We present an analysis of the proximity effect in a sample of ten 2 Å resolution QSO spectra of the Ly \alpha forest at \langle z \rangle = 2.9 .
Rather than investigating variations in the number density of individual absorption lines we employ a novel technique that is based on the statistics of the transmitted flux itself .
We confirm the existence of the proximity effect at the > 99 per cent confidence level .
We derive a value for the mean intensity of the extragalactic background radiation at the Lyman limit of J = 3.5 ^ { +3.5 } _ { -1.3 } \times 10 ^ { -22 } ergs s ^ { -1 } cm ^ { -2 } Hz ^ { -1 } sr ^ { -1 } .
This value assumes that QSO redshifts measured from high ionization lines differ from the true systemic redshifts by \Delta v \approx 800 km s ^ { -1 } .
We find evidence at a level of 2.6 \sigma that the significance of the proximity effect is correlated with QSO Lyman limit luminosity .

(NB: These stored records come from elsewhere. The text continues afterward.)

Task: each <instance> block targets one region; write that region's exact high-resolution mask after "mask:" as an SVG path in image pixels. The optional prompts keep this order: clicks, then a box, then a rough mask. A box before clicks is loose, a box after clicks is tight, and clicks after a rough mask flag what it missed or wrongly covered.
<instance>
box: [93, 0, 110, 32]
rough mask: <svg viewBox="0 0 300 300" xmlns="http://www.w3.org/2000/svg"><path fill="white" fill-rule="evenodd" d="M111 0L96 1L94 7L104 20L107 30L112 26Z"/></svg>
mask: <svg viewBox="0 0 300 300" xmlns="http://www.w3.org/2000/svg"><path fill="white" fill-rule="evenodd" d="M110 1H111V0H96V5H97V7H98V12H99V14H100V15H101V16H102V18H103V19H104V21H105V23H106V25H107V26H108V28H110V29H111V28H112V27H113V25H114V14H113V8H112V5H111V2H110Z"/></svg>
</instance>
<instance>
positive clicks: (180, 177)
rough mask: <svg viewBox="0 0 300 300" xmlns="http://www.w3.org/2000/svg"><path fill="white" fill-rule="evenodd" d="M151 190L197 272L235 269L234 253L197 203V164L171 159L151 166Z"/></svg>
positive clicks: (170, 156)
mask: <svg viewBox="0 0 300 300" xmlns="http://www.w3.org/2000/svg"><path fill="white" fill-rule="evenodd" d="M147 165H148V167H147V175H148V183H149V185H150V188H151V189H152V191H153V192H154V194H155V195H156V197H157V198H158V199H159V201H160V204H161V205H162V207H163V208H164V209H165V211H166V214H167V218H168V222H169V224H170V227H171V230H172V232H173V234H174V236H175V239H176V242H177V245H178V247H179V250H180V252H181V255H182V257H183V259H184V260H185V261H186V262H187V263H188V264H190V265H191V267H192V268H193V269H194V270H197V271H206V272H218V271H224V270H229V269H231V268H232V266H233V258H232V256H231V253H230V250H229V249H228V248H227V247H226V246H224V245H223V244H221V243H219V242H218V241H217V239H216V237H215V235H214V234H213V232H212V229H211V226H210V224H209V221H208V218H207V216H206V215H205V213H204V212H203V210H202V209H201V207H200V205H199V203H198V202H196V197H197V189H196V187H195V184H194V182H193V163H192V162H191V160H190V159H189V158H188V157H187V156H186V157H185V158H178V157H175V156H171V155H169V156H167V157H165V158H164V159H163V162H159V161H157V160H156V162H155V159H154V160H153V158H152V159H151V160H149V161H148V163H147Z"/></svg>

Allowing for known QSO variability the significance of the correlation reduces to 2.1 \sigma .

The QSOs form a close group on the sky and the sample is thus well suited for an investigation of the foreground proximity effect , where the Ly \alpha forest of a background QSO is influenced by the UV radiation from a nearby foreground QSO .
From the complete sample we find no evidence for the existence of this effect , implying either that J > 20 \times 10 ^ { -22 } ergs s ^ { -1 } cm ^ { -2 } Hz ^ { -1 } sr ^ { -1 } or that QSOs emit at least a factor of 1.4 less ionizing radiation in the plane of the sky than along the line of sight to Earth .
We do however find one counter-example .
Our sample includes the fortunate constellation of a foreground QSO surrounded by four nearby background QSOs .
These four spectra all show underdense absorption within \pm 3000 km s ^ { -1 } of the redshift of the foreground QSO .